# Machine learning
Formal definition by Tom M. Mitchell:
> A computer program is said to learn from experience E with respect to some class of tasks T and performance measure P, if its performance at tasks in T, as measured by P, improves with experience E.

Machine is not initially (or ever) perfect at performing the given task so the function that the machine comes up with for performing the task is called a **hypothesis function**. Another function is used to train the machine, to improve the hypothesis function. As the machine is training, the performance of each prediction attempt can be measured with a **cost function**.

Hypothesis function is often denoted as $h_\theta(x)$, where as the cost function is $J(\theta_0,\theta_1)$

**Gradient descent** is one training algorithm. It uses cost function to specify such theta values that the cost function reaches minimum (best theta values).

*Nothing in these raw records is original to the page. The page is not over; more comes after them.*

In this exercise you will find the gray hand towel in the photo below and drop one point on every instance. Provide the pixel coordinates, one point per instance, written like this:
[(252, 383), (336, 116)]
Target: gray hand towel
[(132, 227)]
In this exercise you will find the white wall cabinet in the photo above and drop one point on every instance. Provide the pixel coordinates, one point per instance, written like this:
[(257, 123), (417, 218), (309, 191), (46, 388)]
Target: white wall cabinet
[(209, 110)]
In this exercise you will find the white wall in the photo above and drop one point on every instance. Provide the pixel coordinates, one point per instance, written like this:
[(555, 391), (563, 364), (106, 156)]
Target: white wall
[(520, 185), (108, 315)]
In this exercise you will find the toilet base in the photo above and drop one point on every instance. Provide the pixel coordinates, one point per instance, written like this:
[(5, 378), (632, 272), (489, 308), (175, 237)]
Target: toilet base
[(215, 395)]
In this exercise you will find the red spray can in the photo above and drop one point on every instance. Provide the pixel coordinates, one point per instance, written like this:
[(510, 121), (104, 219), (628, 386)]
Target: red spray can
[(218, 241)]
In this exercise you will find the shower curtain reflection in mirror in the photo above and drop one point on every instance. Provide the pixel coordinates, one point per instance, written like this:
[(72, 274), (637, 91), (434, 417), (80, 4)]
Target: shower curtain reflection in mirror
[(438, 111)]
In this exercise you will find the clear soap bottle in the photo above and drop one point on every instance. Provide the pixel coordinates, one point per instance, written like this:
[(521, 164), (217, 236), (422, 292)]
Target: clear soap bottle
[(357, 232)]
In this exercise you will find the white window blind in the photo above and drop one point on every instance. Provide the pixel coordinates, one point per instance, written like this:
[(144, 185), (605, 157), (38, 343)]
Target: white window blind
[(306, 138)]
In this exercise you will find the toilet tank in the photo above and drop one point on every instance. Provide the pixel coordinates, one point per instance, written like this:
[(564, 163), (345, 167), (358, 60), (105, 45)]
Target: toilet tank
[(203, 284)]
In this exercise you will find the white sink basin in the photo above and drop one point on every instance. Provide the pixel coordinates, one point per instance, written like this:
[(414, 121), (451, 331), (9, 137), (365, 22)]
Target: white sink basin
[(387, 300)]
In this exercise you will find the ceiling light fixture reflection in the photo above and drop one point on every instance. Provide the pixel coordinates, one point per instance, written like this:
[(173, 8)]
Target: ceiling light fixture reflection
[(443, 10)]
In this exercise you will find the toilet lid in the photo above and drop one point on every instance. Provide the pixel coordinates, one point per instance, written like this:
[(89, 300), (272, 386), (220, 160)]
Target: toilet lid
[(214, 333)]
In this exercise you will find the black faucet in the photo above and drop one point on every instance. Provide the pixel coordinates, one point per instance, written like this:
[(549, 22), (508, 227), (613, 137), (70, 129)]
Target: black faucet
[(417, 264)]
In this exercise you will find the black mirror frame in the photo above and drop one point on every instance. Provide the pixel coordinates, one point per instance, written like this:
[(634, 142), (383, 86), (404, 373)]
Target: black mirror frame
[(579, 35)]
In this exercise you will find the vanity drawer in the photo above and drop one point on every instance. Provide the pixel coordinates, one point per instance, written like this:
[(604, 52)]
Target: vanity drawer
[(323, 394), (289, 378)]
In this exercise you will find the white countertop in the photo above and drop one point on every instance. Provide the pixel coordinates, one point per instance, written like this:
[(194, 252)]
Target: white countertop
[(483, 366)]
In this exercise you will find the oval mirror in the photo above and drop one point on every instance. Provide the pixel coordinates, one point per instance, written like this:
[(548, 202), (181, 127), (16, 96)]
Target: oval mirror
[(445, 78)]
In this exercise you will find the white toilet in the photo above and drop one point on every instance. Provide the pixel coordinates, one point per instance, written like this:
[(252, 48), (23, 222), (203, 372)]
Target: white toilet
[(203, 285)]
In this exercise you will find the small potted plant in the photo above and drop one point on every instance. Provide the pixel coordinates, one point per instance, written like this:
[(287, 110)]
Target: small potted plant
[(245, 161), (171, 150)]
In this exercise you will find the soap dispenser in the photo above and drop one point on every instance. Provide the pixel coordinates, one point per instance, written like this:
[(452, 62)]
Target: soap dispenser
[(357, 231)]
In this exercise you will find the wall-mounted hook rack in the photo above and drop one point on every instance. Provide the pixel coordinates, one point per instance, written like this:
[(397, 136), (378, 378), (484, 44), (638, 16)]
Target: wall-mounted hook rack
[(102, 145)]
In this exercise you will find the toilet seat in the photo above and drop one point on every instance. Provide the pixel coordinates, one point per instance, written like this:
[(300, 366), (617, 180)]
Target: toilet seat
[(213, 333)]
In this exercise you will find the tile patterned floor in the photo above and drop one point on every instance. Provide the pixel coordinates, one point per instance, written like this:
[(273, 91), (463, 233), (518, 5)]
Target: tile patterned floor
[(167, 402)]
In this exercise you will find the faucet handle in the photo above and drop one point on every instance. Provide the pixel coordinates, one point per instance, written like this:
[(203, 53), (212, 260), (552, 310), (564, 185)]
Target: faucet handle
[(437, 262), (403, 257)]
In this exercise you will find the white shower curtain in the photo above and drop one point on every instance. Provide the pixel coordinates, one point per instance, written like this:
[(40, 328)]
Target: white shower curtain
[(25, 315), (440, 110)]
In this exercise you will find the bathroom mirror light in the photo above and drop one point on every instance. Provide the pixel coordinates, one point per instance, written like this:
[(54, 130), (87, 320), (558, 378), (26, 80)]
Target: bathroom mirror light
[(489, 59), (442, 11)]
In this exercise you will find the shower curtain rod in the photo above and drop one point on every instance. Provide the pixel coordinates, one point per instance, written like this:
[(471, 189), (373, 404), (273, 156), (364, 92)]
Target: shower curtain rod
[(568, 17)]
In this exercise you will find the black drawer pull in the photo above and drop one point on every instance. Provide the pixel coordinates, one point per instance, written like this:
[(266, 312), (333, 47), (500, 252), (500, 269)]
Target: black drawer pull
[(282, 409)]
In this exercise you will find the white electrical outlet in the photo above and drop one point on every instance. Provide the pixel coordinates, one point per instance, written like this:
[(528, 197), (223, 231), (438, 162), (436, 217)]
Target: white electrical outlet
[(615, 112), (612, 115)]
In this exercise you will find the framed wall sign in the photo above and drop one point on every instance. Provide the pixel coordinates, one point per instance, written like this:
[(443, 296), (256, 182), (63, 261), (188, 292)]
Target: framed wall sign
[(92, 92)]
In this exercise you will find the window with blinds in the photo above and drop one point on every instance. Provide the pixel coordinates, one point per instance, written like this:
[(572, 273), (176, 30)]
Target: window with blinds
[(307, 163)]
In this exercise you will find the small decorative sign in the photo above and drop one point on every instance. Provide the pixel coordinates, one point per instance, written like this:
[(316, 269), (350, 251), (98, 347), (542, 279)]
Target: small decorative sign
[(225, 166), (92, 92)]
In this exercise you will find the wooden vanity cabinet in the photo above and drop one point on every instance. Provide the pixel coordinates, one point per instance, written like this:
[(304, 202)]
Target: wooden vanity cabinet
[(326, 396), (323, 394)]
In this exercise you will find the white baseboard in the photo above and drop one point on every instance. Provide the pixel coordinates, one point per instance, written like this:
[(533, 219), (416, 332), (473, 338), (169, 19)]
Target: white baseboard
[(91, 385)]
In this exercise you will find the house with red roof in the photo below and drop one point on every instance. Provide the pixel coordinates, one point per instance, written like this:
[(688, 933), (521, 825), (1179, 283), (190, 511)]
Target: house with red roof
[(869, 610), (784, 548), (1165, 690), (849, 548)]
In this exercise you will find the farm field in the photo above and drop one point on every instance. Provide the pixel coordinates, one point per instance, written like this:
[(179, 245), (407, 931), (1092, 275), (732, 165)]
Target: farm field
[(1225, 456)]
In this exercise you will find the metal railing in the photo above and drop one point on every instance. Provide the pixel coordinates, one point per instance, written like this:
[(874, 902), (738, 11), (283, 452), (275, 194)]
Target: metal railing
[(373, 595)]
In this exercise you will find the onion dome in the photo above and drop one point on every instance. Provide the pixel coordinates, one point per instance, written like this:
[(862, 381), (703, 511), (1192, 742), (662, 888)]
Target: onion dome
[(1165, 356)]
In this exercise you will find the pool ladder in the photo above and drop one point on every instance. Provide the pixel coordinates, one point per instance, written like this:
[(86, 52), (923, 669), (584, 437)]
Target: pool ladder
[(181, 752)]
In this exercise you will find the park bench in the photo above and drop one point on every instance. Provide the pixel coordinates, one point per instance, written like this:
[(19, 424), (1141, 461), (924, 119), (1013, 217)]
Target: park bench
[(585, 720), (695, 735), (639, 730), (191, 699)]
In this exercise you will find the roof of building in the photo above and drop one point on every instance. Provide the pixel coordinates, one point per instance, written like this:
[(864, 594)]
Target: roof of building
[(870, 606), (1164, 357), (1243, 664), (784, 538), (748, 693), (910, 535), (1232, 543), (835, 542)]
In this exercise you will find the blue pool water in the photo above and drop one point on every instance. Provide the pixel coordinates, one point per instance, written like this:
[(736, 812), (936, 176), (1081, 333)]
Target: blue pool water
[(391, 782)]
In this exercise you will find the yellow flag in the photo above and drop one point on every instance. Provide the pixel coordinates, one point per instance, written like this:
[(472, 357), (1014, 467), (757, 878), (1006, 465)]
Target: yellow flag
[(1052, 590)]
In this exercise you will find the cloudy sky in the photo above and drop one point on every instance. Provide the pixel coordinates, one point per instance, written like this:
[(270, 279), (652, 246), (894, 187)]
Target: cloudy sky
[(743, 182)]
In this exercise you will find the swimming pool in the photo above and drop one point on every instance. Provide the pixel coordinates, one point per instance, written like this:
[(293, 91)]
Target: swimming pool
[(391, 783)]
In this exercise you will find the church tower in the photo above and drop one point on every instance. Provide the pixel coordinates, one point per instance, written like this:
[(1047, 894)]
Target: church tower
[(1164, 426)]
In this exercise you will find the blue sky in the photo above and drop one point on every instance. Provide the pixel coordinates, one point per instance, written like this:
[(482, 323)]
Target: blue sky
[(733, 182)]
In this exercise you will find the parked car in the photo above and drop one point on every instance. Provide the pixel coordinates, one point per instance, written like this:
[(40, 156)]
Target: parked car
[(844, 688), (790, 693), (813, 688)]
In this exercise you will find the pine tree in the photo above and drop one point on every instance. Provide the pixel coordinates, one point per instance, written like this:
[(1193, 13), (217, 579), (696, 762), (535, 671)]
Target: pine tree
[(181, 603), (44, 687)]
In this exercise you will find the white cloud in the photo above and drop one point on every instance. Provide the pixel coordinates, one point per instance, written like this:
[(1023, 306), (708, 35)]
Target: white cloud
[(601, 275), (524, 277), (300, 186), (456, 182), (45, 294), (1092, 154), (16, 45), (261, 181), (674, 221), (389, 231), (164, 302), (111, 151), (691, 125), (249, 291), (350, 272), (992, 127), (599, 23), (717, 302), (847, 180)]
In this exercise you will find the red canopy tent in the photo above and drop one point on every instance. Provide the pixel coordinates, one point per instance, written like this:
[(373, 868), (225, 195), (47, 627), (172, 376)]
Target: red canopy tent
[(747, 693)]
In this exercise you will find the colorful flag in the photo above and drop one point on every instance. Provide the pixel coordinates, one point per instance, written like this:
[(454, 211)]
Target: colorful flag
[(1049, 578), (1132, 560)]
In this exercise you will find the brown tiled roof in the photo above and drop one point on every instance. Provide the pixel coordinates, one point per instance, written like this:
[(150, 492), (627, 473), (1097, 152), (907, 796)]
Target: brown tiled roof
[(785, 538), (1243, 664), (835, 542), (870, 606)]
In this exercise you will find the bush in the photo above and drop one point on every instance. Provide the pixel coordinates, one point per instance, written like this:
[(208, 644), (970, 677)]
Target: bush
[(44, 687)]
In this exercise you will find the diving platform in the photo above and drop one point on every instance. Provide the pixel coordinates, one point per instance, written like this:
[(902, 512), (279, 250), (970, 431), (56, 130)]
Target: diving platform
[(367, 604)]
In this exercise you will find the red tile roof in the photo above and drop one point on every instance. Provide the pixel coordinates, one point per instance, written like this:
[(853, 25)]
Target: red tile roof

$$\theta_j:=\theta_j-\alpha\frac{\partial}{\partial\theta_j}J(\theta_0,\theta_1)$$

In simpler form:

$$\theta_j:=\theta_j-\alpha[Slope\,of\,the\,cost\,function]$$

# Linear regression

General form of the **hyphothesis function** in Linear regression:

$$\hat{y}=h_\theta(x)=\theta_0+\theta_1x$$

Values of $\theta_0$ and $\theta_1$ are modified as the machine learns.

**Cost function**:

$$J(\theta_0,\theta_1)=\frac{1}{2m}\sum_{i=1}^m(\hat{y}_i-y_i)^2 = \frac{1}{2m}\sum_{i=1}^m(h_\theta(x_i)-y_i)^2$$

Cost function uses Mean squared error. Division by 2 to make it convenient to calculate gradient descent (derivative of $x^2=2x$).

**Gradient descent**:
$$\theta_0:=\theta_0-\alpha\frac{1}{m}\sum^m_{i=1}(h_\theta(x_i)-y_i)$$

$$\theta_1:=\theta_1-\alpha\frac{1}{m}\sum^m_{i=1}((h_\theta(x_i)-y_i)x_i)$$

Above examples represent linear regression with only one variable x (univariate linear regression). For linear regression with multible variables (multivariate linear regression) the hypothesis function looks like this:
$$h_\theta(x)=\theta_0+\theta_1x_1+\theta_2x_2+\theta_3x_3+...+\theta_nx_n$$

Using matrix multiplication this can be represented as:
$$
    h_\theta(x)=
    \begin{bmatrix}
    \theta_0 & \theta_1 & \ldots & \theta_n \\
    \end{bmatrix}        
    \begin{bmatrix}
    x_0 \\
    x_1 \\
    \vdots \\
    \end{bmatrix}
    =\theta^Tx
$$

We can assume $x_0=1$, which makes matrices of training inputs and theta same size, so they can be multiplied together:
$$
    X=
    \begin{bmatrix}
    x_0 \\
    x_1 \\
    \vdots \\
    x_n \\    
    \end{bmatrix}
    ,\,
    \theta=
    \begin{bmatrix}
    \theta_0 \\
    \theta_1 \\
    \vdots \\
    \theta_n \\
    \end{bmatrix}    
$$

**Vectorized cost function**:

$$J(\theta) = \dfrac {1}{2m} (X\theta - \vec{y})^{T} (X\theta - \vec{y})$$

Where $\vec{y}$ denotes the vector of all y values.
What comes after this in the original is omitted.